Leur caractère inviolable repose en effet sur une alchimie informatique d’une rare complexité. Le bitcoin justement, dont le nombre final ne pourra, du fait de son architecture même, dépasser 21 millions d’unités d’ici 2140, est créé à l’occasion d’opérations dites de «minage» effectuées par des «mineurs» utilisant leurs capacités de calcul pour valider puis réunir sous forme de «blocs» liés les uns aux autres (d’où l’expression «blockchain») chaque transaction au moyen d’un algorithme aboutissant via une fonction de hachage à ce qu’on appelle une «preuve de travail». Les puissances de calcul mises en jeu ne cessent de grandir au fur et à mesure de l’augmentation du nombre de transactions ainsi validées et enchaînées, de telle sorte que l’énergie absorbée par les ordinateurs affectés au «minage» égale d’ores et déjà la consommation d’électricité de villes et même de pays entiers. Aïe !
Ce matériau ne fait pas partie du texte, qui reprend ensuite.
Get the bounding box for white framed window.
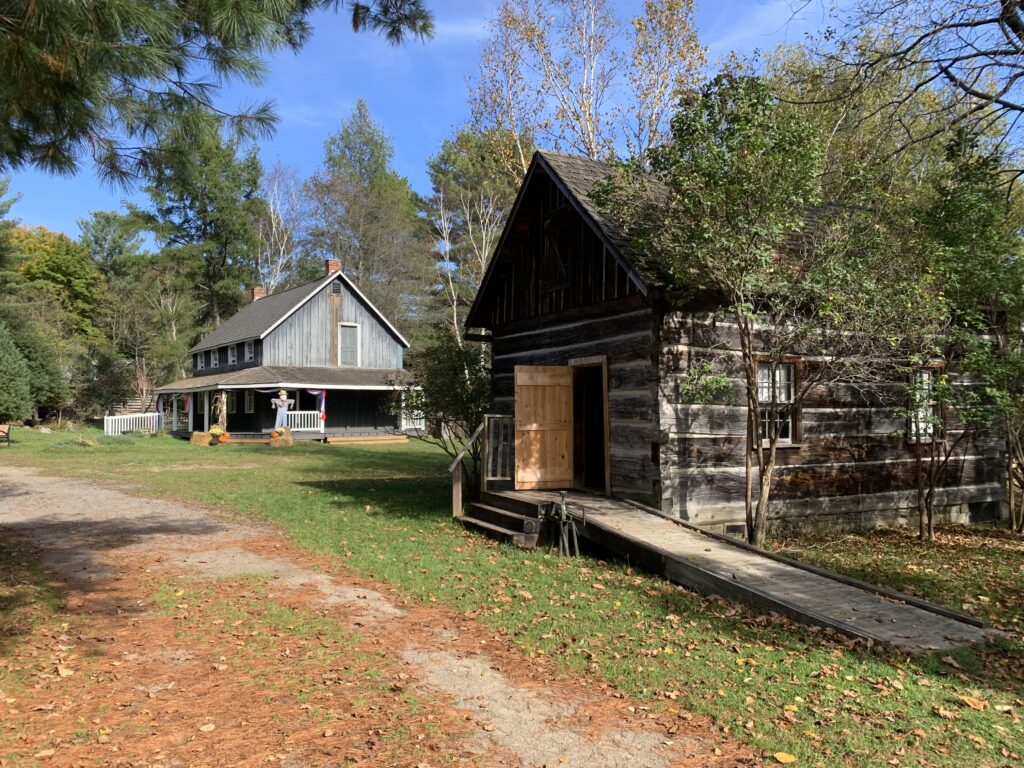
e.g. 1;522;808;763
758;362;797;445
909;368;938;442
338;323;361;368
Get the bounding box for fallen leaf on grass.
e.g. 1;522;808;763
957;695;988;712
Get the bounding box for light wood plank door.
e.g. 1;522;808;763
515;366;572;490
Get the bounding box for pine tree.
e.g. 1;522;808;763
0;324;32;423
0;0;433;180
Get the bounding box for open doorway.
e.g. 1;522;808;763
569;357;611;494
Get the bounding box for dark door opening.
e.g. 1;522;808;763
572;366;607;494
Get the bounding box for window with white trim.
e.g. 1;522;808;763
338;323;359;367
758;362;797;445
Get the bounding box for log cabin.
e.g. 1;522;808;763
157;259;418;442
466;152;1004;536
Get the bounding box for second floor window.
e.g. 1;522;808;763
758;362;797;444
338;323;359;367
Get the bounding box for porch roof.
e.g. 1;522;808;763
157;366;410;393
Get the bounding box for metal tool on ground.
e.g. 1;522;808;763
546;490;587;557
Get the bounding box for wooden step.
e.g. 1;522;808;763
455;517;538;549
327;434;409;445
483;490;544;517
467;502;541;534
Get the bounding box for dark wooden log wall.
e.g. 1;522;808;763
658;311;1002;527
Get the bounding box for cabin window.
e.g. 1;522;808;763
758;362;797;445
910;368;938;442
338;323;359;367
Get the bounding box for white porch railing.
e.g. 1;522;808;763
103;414;164;435
288;411;324;432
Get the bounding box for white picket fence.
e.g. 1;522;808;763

Or, il semble bien que plus la chose se complique, plus elle soit de nature à aiguiser les appétits d’une foule d’acheteurs se précipitant sur ce nouvel objet de spéculation. Evalué à quelques millièmes à peine de dollar au moment de son apparition en 2009, le bitcoin s’est échangé pour quelques centaines de dollars jusqu’à fin 2016, puis à connu divers hauts et bas avant de tâter, ces derniers jours, les alentours de 15'000 dollars.

Sur la signification de cette envolée fulminante, les avis divergent. Les plus optimistes imaginent un bitcoin à plus d’un million de dollars pièce, puisque aucun obstacle concret ne semble pouvoir se placer en travers d’un cheminement aussi purement virtuel. D’autres superposent la route du bitcoin à celle d’autres objets de spéculation, tels les bulbes de tulipe dans la Hollande du 17e siècle, ou plus récemment la bulle Internet de 2000 ou la crise des subprime de juillet 2007. On pourrait y ajouter la cote incompréhensible de certaines œuvres sur le marché de l’art, comme les 58 millions de dollars atteints par le «Balloon Dog» de Jeff Koons en 2013 à New York.

A la différence cependant de ces bulles qui une fois dégonflées laissent tout de même quelques miettes à leurs ultimes acquéreurs, le bitcoin, notait récemment Jean Tirole, le Nobel français d’économie, n’a strictement aucune valeur intrinsèque, hormis le logiciel qui lui a donné vie. Mais le temps passe et d’autres crypto-monnaies verront le jour, comme celles d’ailleurs qui aujourd’hui déjà lui font concurrence ou se préparent dans les laboratoires de recherche de plusieurs banques centrales à commencer, qui sait, par la nôtre.